Causal inference as a tool for publishing robust results

Imagine you’re an asset-pricing researcher. You’ve just thought up a new variable, $X$ , that might predict the cross-section of returns. And you’ve regressed returns on $X$ in a market environment $e$ of your choosing (i.e., using data on some specific time period, country, asset class, set of test assets, etc):

(1) $\begin{equation*} R(i) = \alpha_e + \beta_e \cdot X(i) + \epsilon_e(i) \qquad \text{for assets } i=1,\ldots,\,I \end{equation*}$

If differences in $X$ predict differences in returns in your chosen market environment $e$ , the estimated slope coefficient will large, $|\beta_e| \gg 0$ . It would’ve been profitable to trade on the predictor in sample.

Suppose you find $\beta_e \gg 0$ . Assets with higher $X$ values today tend to have higher returns tomorrow. You now face a choice about whether to publish this finding. If you do, then other researchers will read your paper and try to replicate it in other market environments you haven’t yet looked at, $e' \neq e$ . Let $\mathsf{OoS}_e$ denote the collection of all out-of-sample market environments that your colleagues might examine.

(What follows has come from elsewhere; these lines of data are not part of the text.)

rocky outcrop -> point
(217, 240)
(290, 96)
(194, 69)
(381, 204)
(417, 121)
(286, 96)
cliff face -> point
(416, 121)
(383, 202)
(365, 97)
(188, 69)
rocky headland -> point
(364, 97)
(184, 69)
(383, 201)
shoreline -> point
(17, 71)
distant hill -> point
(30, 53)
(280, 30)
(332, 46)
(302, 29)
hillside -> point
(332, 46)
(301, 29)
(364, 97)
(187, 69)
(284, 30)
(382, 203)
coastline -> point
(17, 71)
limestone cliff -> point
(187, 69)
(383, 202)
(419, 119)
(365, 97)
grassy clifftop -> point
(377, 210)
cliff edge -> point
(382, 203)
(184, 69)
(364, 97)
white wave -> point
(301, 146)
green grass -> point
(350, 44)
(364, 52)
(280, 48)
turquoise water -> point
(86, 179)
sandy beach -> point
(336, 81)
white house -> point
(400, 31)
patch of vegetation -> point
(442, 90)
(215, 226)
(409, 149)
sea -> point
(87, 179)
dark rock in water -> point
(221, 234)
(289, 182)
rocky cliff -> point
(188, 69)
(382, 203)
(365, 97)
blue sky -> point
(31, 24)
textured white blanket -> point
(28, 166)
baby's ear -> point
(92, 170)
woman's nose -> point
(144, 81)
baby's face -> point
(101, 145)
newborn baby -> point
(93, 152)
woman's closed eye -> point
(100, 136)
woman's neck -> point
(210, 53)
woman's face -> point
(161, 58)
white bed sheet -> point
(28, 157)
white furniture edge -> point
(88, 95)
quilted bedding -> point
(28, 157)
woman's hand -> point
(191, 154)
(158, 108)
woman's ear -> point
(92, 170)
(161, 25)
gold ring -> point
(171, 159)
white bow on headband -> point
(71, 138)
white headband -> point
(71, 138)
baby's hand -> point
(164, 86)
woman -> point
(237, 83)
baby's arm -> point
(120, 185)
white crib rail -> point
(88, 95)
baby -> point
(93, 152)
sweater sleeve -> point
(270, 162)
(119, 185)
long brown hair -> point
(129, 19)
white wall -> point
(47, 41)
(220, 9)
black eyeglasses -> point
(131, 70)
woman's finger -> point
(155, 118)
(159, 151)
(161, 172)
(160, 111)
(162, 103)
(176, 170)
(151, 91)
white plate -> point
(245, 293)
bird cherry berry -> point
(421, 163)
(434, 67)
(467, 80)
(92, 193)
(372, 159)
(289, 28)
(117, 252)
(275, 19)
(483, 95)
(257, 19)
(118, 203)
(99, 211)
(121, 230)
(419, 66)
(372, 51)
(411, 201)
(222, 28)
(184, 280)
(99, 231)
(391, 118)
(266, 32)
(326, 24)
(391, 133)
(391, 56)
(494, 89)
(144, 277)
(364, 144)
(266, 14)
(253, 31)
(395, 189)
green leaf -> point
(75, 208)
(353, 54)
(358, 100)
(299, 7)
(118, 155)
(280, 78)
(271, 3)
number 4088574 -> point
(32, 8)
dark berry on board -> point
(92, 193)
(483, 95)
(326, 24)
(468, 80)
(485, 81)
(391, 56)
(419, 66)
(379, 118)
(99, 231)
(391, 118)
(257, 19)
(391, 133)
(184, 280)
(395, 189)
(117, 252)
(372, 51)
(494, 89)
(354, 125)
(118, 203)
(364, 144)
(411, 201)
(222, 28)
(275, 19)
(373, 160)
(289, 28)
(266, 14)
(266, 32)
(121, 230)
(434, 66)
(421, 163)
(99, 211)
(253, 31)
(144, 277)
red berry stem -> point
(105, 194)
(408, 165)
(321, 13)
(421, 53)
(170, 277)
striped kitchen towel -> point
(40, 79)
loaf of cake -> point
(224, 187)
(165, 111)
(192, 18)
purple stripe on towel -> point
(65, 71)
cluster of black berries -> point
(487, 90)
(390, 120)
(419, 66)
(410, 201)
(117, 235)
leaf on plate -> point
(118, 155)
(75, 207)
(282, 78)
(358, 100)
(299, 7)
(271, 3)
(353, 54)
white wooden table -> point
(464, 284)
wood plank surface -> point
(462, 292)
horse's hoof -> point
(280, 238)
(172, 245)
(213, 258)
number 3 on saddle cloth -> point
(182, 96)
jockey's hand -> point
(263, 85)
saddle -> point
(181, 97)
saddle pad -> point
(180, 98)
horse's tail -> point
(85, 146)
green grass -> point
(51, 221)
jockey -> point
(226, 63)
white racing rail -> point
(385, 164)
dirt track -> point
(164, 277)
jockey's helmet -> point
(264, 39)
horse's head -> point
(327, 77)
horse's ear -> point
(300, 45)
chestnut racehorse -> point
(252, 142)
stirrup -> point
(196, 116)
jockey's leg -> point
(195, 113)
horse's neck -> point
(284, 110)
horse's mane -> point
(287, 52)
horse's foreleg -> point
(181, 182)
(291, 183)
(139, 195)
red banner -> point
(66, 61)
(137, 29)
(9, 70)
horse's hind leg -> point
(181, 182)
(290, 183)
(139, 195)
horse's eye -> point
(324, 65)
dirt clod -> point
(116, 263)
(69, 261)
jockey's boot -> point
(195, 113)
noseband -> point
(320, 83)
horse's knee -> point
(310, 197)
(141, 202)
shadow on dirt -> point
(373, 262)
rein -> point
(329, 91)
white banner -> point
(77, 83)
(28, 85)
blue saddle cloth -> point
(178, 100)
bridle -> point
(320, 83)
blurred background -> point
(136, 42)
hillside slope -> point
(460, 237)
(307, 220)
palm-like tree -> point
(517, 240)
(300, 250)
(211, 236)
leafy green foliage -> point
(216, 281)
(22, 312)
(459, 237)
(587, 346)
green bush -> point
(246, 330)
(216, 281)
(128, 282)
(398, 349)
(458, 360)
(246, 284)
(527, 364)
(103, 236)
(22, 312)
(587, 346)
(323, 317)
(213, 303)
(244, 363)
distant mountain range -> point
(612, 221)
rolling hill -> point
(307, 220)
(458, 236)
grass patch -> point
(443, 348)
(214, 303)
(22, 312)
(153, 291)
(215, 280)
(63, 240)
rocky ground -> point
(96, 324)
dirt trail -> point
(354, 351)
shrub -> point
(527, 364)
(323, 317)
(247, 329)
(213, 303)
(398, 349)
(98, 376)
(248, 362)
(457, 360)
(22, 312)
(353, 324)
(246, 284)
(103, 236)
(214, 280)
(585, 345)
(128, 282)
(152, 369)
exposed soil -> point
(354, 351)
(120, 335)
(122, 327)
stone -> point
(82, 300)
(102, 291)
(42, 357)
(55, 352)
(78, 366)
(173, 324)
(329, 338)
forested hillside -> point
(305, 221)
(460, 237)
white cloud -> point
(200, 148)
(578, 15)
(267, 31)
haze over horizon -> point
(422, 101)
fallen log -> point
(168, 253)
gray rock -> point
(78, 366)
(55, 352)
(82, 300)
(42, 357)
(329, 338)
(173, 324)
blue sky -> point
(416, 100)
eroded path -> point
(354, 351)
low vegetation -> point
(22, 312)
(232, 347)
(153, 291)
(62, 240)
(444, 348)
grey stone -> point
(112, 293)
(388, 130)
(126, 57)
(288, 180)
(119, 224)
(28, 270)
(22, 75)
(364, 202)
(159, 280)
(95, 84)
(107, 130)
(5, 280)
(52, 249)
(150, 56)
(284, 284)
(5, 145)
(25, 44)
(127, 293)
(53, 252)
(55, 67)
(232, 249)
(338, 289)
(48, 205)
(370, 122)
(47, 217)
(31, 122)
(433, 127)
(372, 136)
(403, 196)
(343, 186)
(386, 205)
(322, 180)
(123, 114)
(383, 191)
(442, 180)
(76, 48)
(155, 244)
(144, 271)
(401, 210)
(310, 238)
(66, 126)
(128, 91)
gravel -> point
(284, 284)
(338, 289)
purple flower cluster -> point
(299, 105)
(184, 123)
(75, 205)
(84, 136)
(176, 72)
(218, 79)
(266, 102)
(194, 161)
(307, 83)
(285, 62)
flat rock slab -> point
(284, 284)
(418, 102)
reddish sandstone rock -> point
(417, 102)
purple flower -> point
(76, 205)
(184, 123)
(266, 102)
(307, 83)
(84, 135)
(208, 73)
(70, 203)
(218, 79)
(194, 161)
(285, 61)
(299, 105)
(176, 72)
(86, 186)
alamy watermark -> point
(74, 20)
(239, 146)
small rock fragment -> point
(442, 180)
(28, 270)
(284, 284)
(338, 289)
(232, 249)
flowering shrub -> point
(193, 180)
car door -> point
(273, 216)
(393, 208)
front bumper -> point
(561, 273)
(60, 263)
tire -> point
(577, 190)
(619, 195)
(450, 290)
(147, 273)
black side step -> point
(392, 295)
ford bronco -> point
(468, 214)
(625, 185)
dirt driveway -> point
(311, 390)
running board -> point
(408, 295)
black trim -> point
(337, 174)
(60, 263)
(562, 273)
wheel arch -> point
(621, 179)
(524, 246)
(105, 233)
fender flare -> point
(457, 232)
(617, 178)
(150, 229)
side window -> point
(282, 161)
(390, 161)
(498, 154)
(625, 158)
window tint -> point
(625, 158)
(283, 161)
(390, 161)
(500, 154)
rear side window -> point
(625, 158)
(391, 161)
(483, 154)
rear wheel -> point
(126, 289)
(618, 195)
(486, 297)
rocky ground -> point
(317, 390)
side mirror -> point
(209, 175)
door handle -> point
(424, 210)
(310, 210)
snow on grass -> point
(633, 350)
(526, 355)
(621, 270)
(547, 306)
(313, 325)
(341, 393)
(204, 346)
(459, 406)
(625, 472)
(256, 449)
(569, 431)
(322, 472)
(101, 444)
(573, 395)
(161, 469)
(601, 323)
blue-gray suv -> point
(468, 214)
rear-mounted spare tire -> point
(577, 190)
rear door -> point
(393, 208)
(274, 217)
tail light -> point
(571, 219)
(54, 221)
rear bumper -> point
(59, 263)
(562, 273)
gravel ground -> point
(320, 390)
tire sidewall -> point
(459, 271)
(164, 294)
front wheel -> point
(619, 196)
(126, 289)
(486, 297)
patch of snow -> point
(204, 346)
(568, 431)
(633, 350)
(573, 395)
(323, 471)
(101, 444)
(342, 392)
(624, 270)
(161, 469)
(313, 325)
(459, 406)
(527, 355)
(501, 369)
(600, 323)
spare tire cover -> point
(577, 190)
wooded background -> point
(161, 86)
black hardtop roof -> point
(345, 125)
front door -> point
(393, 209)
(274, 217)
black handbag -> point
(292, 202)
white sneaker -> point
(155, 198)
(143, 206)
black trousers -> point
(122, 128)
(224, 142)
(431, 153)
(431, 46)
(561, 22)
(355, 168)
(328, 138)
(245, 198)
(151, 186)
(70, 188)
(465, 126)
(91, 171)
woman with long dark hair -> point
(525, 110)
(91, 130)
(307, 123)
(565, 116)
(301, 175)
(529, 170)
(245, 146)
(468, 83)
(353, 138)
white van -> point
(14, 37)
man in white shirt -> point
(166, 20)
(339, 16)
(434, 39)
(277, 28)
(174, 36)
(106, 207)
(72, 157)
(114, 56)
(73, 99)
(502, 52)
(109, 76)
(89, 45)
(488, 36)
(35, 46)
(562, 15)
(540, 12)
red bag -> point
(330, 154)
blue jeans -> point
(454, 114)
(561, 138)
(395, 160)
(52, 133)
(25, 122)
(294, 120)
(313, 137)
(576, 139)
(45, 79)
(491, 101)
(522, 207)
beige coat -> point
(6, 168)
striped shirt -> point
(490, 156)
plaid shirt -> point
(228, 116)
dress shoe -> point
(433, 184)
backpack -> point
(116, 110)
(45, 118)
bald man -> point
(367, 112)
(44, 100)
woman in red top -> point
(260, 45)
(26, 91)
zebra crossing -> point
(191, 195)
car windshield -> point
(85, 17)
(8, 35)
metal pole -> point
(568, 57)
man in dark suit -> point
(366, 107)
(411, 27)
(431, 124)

Obviously, you shouldn’t publish if $X$ isn’t a good cross-sectional predictor in most of these out-of-sample environments—i.e., you shouldn’t publish if $\text{average}_{e' \in \mathsf{OoS}_e} \, \beta_{e'} = \frac{1}{|\mathsf{OoS}_e|} \cdot \sum_{e' \in \mathsf{OoS}_e} \, \beta_{e'} < 0$ . But, even if $X$ is a good predictor on average, you still worry about worst-case scenarios. If there’s one market environment $e' \in \mathsf{OoS}_e$ where $\beta_{e'} \ll 0$ , then one of your colleagues will surely discover it and you’ll look utterly foolish when he tells the world. You only want to publish if $X$ robustly predicts returns out-of-sample:

(2) $\begin{equation*} (1-\lambda) \cdot \underset{e' \in \mathsf{OoS}_e}{\text{average}} \, \beta_{e'} + \lambda \cdot \underset{e' \in \mathsf{OoS}_e}{\text{minimum}\phantom{j}} \!\beta_{e'} \geq 0 \end{equation*}$

$\lambda \in (0, \, 1]$ captures the relative importance of these two considerations to your publication decision. The larger the $\lambda$ , the more you care about saving face by not publishing any really bad predictions.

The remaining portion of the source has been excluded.